Day 2 of the LONG drive

It's the end of day 2 of the long drive. My traveling partner ended up getting into Tucson around midnight, so by the time he got settled down, it was after 1AM. I was determined to get an early start, but Hipolito was tired from the drive, so I let him sleep in a couple of extra hours while I had breakfast and gassed up the truck. Only, he still wasn't quite ready to go, so once again, I headed out earlier than him, so I could get to the next motel before dark. We kept in contact by cellphone, so I would know where he is along the way.

I arrived at Fort Stockton about 4:30pm California time (6:30 local time) and got checked into the motel. Hipolito was about 3 hours behind me and was, again, going to arrive late. It looks as though he will be here around 11PM local time.

Our next leg is from Fort Stockton to McAllen, TX. Another 9-10 hour drive or more. I don't know what happens if we arrive late, but Hipolito said the customs broker is open 24 hours. We will also need to find a place to stay because I didn't make advance reservations for this portion of our travel, just in case anything had changed, plus I didn't know which border crossing we were planning to use. We really need to get an early start if we want to cross into Mexico early Thursday morning. As it is, I really don't know if we will make it across the Belizian border by late Saturday. If we don't, we will be stuck at the border until Monday. Not what I want to do.

The terrain going from Arizona to Texas is the same, bland. It's mostly flat with some mountains in the far background, but not much to speak of.
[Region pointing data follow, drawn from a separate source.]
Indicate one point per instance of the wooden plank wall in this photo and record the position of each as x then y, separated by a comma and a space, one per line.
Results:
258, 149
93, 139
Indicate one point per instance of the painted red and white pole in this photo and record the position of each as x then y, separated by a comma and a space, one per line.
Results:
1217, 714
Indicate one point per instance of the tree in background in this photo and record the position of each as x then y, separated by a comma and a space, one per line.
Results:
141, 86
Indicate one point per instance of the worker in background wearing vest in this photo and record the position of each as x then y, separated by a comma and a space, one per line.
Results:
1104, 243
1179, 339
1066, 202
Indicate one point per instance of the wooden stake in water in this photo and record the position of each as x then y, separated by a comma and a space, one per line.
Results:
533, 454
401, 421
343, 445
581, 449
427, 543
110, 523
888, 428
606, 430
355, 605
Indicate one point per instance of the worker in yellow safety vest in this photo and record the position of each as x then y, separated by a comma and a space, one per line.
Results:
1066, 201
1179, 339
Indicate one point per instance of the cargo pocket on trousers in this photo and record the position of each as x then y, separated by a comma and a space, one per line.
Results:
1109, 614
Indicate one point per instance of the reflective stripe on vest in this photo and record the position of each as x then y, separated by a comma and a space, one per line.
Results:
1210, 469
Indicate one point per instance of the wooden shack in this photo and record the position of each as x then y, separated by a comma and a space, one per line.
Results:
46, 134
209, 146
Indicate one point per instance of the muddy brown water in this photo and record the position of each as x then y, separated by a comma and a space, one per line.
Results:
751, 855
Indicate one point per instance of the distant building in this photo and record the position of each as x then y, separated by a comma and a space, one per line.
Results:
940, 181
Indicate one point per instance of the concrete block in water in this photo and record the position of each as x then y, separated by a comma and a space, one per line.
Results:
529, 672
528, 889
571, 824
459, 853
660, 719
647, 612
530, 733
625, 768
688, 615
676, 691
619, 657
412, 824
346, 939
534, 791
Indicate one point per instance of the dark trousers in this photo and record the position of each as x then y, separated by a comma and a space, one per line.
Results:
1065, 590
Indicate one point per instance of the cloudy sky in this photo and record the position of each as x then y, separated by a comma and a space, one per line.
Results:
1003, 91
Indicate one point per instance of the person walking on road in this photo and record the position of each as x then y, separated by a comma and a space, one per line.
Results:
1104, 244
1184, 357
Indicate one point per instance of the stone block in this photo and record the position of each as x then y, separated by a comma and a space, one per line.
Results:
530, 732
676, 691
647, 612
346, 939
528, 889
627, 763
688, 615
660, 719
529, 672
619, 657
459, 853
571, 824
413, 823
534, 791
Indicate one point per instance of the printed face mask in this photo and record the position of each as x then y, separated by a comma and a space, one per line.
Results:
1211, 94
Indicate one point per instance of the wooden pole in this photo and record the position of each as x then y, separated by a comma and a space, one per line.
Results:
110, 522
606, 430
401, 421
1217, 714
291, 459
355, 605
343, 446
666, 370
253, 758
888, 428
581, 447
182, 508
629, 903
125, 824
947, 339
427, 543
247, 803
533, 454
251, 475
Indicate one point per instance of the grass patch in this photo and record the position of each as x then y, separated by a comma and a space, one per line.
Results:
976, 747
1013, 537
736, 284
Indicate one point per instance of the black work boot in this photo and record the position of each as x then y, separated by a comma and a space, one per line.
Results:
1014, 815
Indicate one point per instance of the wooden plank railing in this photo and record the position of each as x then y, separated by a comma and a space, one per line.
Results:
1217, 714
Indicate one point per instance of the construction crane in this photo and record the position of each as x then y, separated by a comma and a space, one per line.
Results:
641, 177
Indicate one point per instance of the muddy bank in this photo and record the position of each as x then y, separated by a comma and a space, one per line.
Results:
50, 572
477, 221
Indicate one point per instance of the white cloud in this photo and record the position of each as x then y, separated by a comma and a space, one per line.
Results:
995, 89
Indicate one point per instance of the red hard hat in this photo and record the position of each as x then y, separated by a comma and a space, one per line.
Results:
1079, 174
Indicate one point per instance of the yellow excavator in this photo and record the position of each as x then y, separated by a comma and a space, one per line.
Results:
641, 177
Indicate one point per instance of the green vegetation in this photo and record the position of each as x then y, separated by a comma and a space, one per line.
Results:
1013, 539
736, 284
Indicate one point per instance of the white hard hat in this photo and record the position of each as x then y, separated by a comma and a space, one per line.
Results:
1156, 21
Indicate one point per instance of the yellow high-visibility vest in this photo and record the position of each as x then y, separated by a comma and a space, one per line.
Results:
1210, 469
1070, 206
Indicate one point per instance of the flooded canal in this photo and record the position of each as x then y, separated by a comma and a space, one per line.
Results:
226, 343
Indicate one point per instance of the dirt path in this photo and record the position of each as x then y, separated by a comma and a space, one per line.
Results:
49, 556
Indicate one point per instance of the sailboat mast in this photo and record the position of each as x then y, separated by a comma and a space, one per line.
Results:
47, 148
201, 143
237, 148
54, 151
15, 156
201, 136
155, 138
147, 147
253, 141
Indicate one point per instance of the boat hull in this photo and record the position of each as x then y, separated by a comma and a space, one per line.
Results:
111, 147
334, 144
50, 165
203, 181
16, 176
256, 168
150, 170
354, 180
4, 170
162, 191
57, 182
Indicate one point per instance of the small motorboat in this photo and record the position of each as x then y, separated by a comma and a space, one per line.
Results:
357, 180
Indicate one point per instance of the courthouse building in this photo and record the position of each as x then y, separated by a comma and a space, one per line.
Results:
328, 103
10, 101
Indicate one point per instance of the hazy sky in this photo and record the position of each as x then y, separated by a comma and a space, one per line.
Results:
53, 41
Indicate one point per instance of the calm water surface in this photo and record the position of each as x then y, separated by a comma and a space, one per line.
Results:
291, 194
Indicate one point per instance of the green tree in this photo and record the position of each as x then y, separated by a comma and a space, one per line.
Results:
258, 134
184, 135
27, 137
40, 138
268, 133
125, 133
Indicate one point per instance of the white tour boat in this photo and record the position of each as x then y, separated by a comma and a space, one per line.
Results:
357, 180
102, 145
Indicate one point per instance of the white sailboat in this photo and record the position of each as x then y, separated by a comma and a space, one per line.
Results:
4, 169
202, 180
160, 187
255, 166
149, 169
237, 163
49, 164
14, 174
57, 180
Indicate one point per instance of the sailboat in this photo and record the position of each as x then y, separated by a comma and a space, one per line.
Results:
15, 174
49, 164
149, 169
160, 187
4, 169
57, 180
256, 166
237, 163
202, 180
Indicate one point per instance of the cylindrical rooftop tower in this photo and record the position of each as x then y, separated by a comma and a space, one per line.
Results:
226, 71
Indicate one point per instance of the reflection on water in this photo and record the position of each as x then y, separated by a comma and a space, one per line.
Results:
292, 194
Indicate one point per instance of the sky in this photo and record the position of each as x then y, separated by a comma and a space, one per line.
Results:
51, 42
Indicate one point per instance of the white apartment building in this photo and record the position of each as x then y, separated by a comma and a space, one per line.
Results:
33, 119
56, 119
Maybe that's why the speed limits are so high. In California, the speed limit is mostly 65 mph (110km hr), but in Arizona and New Mexico it's 75mph (130km hr) and in Texas (which always has to be the biggest), it's 80mph (140km hr). Now that's moving. The little Toyota doesn't like doing 80 but 75 works out OK. Plus she's fully loaded.

Arizona landscape

New Mexico landscape

Texas landscape

I know, it's the same picture all three times, but the view is the same in each state, flat and boring.

In Arizona and New Mexico they also use photo enforcement, which are just like the red light cameras they use in California, but here they use it on the open highway to catch speeders. They put these things all over the place, like at the bottom of the grade or just before the grade, so they can catch people who like to gain speed before going up a hill. And you won't know you've got a ticket until you open some strange mail from Arizona or New Mexico a month or so later. Nice.

It's time to pack up the computer and go to bed. And Hipolito has just arrived.

1 comment:

oldretiredguy said...


Pulling for you to there safe and on schedule.